Nous avons fait le choix de nous intéresser aux enfants et aux adolescents à travers des questionnaires destinés à leurs parents, à leurs enseignants, ou aux jeunes eux-mêmes. Nous souhaitons aboutir à une publication qui tirera une sonnette d’alarme. De taille modeste, de 140 à 180 pages, elle comportera une partie historique décrivant la genèse du projet et son déroulement, et une partie plus professionnelle présentant le cadre de l’enquête et rassemblant les conclusions en termes de santé publique.

Nous prévoyons le lancement de l’enquête à grande échelle en septembre prochain. Et nous vous serons reconnaissants de participer, en tant qu’association constitutive du RESF, à sa diffusion la plus large possible. Nous pensons que l’ensemble des opérations - diffusion et collecte en retour des questionnaires- pourrait occuper le quatrième trimestre de l’année 2007.

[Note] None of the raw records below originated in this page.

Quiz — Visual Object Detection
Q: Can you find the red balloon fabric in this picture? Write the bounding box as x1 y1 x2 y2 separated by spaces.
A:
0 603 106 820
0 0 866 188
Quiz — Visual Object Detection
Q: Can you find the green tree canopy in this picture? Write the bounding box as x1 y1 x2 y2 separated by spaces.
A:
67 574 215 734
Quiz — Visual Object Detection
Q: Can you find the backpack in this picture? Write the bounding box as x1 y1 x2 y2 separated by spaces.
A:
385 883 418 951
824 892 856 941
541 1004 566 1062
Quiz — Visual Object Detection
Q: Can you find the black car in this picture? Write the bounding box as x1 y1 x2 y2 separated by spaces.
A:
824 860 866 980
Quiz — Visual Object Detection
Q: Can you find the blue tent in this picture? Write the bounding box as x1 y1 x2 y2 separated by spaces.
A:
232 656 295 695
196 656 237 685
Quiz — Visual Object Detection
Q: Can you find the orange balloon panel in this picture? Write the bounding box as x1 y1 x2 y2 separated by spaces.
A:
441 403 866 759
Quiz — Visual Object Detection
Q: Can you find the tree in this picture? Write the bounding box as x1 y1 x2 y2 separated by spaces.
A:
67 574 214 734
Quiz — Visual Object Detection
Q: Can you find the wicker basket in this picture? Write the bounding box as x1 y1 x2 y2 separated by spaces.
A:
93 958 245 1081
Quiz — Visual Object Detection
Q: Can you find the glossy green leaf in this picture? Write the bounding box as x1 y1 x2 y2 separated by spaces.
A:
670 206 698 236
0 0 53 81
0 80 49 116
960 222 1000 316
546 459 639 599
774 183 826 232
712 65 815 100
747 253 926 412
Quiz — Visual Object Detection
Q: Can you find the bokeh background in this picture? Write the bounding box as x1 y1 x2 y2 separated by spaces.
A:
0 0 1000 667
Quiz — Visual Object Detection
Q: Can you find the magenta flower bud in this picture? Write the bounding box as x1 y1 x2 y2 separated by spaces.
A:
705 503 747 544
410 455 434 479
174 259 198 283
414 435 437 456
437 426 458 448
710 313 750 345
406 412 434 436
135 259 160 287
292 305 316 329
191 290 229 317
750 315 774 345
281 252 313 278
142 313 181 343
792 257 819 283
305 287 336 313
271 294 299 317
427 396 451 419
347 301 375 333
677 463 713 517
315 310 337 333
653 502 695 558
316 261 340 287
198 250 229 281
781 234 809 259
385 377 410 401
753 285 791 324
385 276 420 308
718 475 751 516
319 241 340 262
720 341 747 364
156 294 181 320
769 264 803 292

Nous vous remercions par avance des dispositions que vous accepterez de prendre pour contribuer à cette étude. Pour toute information sur les étapes antérieures du travail :

http://resfmiroir.org/

NB : Certains professionnels de la santé souhaitent mettre en place sur leurs lieux de travail des cellules psychologiques d’aide aux victimes. La démarche, pour intéressante qu’elle soit, est nécessairement indépendante de l’action du RESF dont la vocation reste l’information et le soutien aux jeunes scolarisés étrangers sans papiers.